Résumé de la décision
La Cour de cassation a été saisie d'une question prioritaire de constitutionnalité concernant la loi n° 2008-596 du 25 juin 2008, notamment sur les modifications apportées à l'article L. 1221-19 du Code du travail relatives aux durées de la période d'essai. Le conseil de prud'hommes de Creil avait interrogé la cour sur la possible atteinte aux droits et libertés garantis par l'article 61-1 de la Constitution, tandis qu'une autre question transmise dénonçait une méconnaissance du principe de faveur établi par le Code du travail. La Cour a jugé la question irrecevable, soulignant que le principe de faveur, bien que fondamental, ne pouvait être qualifié de principe fondamental reconnu par les lois de la République tel que le stipule le Préambule de la Constitution de 1946.
Arguments pertinents
1. Irrecevabilité de la question : La Cour de cassation déclare que la question portant spécifiquement sur le principe de faveur est irrecevable.
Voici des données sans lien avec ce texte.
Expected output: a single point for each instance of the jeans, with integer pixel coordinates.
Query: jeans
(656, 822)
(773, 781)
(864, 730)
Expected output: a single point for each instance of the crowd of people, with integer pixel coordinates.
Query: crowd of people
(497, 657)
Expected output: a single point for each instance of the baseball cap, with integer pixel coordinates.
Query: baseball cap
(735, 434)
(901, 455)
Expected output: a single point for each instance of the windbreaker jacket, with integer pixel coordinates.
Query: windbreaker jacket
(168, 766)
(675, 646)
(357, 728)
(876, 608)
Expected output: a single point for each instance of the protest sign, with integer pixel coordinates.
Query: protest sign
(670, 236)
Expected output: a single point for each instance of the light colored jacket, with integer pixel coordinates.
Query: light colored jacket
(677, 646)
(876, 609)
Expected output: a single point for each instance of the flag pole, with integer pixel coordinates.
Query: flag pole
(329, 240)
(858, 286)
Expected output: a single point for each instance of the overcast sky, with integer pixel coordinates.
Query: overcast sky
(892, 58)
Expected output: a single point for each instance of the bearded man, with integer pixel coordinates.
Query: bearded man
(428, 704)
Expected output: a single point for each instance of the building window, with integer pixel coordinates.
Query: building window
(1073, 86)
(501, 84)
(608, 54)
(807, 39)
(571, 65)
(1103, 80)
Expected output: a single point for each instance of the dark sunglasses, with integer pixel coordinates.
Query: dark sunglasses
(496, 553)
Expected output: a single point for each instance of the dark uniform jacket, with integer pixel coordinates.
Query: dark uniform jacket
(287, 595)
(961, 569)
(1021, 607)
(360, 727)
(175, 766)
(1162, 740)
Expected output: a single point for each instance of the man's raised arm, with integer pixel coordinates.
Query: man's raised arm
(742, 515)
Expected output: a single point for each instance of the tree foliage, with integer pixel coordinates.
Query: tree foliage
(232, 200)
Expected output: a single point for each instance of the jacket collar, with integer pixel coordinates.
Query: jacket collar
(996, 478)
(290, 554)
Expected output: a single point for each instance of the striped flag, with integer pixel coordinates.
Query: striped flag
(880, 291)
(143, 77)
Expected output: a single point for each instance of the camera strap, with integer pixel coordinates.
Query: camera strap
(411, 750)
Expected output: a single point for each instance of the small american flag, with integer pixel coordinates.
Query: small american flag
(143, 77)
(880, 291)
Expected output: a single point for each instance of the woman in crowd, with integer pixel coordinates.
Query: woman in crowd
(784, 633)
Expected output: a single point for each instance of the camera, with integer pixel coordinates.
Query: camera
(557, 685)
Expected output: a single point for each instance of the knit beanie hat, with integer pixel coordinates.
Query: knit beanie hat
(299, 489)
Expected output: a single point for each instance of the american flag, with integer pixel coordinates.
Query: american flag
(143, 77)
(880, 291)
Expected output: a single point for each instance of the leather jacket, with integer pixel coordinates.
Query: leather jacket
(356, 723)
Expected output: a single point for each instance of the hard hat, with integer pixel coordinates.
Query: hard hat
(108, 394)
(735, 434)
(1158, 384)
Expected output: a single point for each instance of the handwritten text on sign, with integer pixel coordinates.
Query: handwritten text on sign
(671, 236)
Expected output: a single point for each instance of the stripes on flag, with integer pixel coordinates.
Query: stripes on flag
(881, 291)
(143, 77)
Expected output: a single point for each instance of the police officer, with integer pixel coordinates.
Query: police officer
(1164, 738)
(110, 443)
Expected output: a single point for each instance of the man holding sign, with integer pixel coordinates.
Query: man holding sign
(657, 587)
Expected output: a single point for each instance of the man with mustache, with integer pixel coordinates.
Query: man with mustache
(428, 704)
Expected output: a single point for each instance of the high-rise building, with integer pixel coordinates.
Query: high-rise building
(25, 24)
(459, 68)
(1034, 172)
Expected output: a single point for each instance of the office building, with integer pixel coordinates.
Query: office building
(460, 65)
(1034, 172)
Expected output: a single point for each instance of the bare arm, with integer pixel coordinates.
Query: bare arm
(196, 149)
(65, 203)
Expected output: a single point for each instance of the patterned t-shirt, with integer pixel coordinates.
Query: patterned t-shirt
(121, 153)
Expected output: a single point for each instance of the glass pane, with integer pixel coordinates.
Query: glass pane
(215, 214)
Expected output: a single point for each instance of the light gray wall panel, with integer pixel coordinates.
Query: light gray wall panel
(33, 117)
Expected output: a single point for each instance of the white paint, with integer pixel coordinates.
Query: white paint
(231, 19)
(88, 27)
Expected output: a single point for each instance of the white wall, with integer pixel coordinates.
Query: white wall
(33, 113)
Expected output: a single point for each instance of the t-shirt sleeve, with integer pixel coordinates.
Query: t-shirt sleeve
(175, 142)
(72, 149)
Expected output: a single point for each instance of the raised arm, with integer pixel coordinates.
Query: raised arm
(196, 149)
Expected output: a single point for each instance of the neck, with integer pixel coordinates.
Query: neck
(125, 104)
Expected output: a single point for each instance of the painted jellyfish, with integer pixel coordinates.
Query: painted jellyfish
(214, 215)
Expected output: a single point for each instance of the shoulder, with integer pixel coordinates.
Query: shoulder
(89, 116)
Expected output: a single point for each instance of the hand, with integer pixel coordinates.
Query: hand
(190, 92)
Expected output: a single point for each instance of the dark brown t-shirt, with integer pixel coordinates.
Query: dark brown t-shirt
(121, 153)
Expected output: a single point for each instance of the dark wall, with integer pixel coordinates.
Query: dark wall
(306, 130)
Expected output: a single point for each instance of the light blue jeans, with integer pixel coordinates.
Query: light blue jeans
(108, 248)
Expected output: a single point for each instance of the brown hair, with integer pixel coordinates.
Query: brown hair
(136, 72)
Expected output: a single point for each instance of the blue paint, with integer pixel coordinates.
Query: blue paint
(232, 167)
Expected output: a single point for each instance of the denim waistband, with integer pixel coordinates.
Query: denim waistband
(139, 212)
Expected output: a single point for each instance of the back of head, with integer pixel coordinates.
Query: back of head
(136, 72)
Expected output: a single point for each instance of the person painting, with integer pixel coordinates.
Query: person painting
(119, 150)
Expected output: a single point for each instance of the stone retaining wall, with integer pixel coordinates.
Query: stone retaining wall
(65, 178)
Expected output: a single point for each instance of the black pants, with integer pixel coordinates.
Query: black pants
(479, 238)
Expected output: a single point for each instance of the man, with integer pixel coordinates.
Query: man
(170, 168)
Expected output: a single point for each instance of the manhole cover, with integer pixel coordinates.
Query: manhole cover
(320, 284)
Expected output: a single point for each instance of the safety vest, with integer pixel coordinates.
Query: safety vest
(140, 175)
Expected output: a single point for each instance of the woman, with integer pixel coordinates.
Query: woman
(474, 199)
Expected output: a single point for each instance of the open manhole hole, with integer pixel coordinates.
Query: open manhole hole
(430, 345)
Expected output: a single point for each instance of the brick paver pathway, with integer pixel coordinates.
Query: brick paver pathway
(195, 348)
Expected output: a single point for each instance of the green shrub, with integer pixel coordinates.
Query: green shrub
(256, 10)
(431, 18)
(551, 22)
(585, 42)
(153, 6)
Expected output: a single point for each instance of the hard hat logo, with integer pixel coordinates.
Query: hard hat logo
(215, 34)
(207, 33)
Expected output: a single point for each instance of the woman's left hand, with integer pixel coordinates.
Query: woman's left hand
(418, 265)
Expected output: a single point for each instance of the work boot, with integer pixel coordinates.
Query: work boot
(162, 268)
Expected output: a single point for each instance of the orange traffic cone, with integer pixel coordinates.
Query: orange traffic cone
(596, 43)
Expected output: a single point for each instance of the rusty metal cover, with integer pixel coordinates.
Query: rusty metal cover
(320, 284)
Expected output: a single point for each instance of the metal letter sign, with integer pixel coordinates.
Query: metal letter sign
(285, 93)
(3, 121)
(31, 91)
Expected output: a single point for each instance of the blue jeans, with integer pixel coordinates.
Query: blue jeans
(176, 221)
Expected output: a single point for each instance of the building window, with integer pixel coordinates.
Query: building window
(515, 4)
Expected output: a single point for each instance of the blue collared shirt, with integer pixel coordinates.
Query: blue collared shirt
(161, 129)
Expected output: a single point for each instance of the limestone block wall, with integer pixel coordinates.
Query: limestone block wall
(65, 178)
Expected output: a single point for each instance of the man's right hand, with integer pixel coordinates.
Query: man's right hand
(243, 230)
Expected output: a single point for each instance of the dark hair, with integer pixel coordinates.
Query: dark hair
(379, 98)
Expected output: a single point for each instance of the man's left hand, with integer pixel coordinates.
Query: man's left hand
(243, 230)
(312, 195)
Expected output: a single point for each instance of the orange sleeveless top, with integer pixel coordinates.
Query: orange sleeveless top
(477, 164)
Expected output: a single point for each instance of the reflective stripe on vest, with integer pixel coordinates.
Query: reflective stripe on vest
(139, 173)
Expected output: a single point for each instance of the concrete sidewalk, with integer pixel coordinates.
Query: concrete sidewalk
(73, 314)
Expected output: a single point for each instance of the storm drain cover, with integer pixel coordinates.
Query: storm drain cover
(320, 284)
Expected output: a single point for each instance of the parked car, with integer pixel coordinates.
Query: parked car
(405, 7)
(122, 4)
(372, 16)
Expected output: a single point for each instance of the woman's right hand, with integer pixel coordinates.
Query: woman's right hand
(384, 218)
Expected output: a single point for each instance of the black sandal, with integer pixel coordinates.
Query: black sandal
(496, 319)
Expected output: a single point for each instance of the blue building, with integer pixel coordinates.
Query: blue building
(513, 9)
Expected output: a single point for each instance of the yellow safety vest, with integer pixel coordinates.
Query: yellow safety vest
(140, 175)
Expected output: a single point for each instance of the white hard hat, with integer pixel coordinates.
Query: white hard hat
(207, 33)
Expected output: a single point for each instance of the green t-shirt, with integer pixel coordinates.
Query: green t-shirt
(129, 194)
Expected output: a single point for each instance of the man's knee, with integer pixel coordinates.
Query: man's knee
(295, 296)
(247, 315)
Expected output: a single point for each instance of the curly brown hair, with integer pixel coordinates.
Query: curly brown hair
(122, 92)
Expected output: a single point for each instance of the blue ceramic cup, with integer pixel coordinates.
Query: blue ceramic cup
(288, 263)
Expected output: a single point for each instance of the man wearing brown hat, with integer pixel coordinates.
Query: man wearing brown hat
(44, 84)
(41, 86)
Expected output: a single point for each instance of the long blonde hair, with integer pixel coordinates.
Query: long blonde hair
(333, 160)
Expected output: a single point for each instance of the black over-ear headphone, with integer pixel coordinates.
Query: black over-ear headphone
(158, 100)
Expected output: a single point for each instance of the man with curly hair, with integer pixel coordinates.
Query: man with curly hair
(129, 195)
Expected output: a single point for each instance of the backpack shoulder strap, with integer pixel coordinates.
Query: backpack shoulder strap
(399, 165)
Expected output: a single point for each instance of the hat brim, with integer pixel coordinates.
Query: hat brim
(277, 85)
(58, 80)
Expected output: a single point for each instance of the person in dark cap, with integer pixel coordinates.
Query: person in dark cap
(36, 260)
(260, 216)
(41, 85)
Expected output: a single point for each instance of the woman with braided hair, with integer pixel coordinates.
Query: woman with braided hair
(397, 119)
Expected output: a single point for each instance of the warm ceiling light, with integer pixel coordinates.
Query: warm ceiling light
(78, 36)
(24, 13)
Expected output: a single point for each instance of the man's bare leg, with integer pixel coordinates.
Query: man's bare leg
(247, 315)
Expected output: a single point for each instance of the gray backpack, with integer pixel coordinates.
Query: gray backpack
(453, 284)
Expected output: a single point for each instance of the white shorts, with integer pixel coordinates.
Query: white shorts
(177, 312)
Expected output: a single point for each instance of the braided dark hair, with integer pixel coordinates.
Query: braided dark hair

Elle précise que ce principe, qui limite les dérogations par accord collectif à des situations plus favorables aux salariés, doit être établi par le législateur et ne découle pas d'une législation antérieure à la Constitution de 1946 :
> « ce principe, qui constitue un principe fondamental du droit du travail au sens de l'article 34 de la Constitution, ne saurait, dès lors, être regardé comme un principe fondamental reconnu par les lois de la République au sens du Préambule de la Constitution de 1946. »
2. La compétence du juge : La Cour souligne que bien que le juge puisse reformuler des questions pour les clarifier, il ne doit pas en modifier la substance. En l’occurrence, elle a considéré qu’elle était régulièrement saisie sur la base de la formulation dans le mémoire distinct.
Interprétations et citations légales
1. Article 34 de la Constitution : Cet article confie au législateur le soin de définir les principes fondamentaux du droit du travail. La jurisprudence de la Cour de cassation reconnaît que le principe de faveur est un élément de ce cadre, mais la Cour précise que cela ne le qualifie pas comme un principe fondamental reconnu par les lois de la République. Cet article reste un fondement pour encadrer les règles du travail, mais son application nécessiterait une législation adéquate.
2. Préambule de la Constitution de 1946 : La Cour se réfère à ce préambule pour évaluer le statut des principes en droit français. En l’espèce, elle conclut que le principe de faveur n'est pas inscrit en tant que tel, ce qui limite son introduction dans les débats de constitutionnalité.
Cela illustre que, même si des principes peuvent se dégager de la pratique et de la jurisprudence, ils doivent être expressément reconnus par le législateur pour être opposables devant les juridictions suprêmes.
En définitive, la décision de la Cour de cassation met en lumière les limites de l'interprétation des principes du droit du travail dans le contexte des questions prioritaire de constitutionnalité, renforçant ainsi le rôle du législateur qui demeure le seul habilité à trancher ces questions fondamentales.